Revised estimated date the car was produced: Apr 1917 to Jun 1917.
At http://www.mtfca.com/encyclo/doc17.htm it has:
APR 19, 1917 Acc. 78, Ford Archives
Windshield hinge (with the unequal length arms) noted.
That same link also has:
JUN 14, 1917 Acc. 1701. Model T Releases, Ford Archives
Drawing of steering gear box changed. "Brought up to date by specifying this case to be nickel plated instead of black enameled."
But we note on the Rip Van Winkle Ford with a Jun 1917 time frame (ref caption on page 264 of Bruce’s book top left hand photo) that it has a nickel plated steering gear case (ref page 269 Bruce’s book “Model T Ford” the caption and the photo.
I suspect that the information above combined with the statement “Brought up to date….” On the drawing indicates the nickel plated steering gear housing was already being used and they noted that change on the drawing to reflect what was already being done. But that is my limited understanding. I would welcome other comments on what it meant or may have meant. From memory again (not as reliable as a reference), I believe John Regan and others have posted about that subject in the past.
“IF” it meant that the nickel plated steering gear cases were already in production by Jun 14, 1917, and “IF” we are seeing black paint on the steering gear case in the original first photo, then that would date the car Jun 1917 or earlier. (Note they would have used up the black gear cases – so if an assembly plant had them – they would have used them – so perhaps a little later. So a likely time frame would be Apr – early Jun 1917. And it might be a wider range than that.
If the gear case in the photo is not black but is nickel plated – then the combination horn & light switch would bracket the upper date around Nov 1919 (again depending on how much overlap when both styles would have been used). Ref http://www.mtfca.com/discus/messages/118802/156885.html John shared:
The hole for the headlamp switch was removed from the dash board drawing as of 10/2/17. Remember that this is the date that the design changed - not the on-the-car date. Thus there would still be inventory on hand of dashes with light switch hole on that date. Usually when Ford phased in such a change that totally relocated something - he coordinated that with inventory of existing parts so that it all worked out but also remember that he would continue to have replacement parts on hand so he likely still had light switches in stock when the hole was completely gone. There are ample examples in the "record of changes" where Ford stated exactly how old parts/materials were to be used up. It clearly would look like a 1918 phase in date since the 1918 model year begins on 10/1/17 and this change takes place after that date. If the change was phased in before that date then there would be dashes with empty holes in them and I have never seen that but that does not mean it to be impossible. I think more likely the change to the new switch occurred when the new dashes started to show up and if the dash had a hole in it - they used the old switch. They had not yet rerouted any wiring formally.

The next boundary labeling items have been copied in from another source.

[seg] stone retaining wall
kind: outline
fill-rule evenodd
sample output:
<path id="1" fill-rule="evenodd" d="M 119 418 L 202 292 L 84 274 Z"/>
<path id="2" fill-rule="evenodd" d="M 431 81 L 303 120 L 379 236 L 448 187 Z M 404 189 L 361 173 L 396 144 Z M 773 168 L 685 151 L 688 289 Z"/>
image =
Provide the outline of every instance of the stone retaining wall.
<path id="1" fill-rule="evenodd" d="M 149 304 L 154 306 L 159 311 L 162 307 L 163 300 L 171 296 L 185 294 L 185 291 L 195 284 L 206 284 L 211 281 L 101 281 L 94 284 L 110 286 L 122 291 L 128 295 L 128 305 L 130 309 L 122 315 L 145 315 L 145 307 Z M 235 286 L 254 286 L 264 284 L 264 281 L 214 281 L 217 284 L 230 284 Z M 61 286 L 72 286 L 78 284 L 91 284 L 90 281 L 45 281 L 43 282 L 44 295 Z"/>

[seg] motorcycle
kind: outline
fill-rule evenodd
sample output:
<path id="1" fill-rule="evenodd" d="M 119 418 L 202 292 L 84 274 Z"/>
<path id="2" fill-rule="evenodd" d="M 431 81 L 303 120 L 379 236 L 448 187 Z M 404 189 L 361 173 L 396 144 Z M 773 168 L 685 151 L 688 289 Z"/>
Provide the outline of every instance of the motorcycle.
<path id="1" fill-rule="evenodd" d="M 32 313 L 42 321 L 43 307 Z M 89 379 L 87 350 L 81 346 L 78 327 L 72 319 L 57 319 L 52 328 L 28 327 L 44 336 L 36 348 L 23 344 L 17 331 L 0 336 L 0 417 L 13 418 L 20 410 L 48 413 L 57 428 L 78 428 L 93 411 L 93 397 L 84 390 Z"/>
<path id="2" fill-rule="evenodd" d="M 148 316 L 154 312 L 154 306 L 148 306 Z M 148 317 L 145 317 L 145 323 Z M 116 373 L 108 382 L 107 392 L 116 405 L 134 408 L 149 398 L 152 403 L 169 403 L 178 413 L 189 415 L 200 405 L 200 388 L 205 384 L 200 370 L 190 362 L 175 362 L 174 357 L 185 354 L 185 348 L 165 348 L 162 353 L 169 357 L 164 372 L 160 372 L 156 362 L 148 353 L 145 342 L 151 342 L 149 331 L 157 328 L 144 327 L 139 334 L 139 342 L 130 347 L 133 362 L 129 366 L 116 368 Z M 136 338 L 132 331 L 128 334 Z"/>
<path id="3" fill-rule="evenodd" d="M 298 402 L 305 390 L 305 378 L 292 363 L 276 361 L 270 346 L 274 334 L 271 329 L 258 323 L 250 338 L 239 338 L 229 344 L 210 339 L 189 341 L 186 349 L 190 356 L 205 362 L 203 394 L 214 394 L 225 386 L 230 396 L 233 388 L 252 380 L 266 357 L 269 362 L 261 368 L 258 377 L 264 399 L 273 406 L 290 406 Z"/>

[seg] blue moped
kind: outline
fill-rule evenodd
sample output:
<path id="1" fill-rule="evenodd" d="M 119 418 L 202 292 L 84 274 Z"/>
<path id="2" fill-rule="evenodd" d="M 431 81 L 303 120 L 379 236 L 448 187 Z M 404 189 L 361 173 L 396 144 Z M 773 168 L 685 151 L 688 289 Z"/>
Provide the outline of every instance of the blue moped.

On 12/8/17 they added pilot holes to the front side of the dash for mounting the dimmer coil which was not used with the push/pull switch. The dimmer coil was a tapped inductor that had 3 wires and was used in conjunction with the combo switch.
ON 12/18/17 they moved the junction screw for the headlight wire from its location just to the right side of the carb hole to a new location just to the left of this hole. This would seem to indicate a new route for the headlight wire at least slightly since the switch had moved so it makes sense to probably reroute the wire and its junction screw.
Again I must remind you that all of these dates are design change dates rather than on-the-car dates.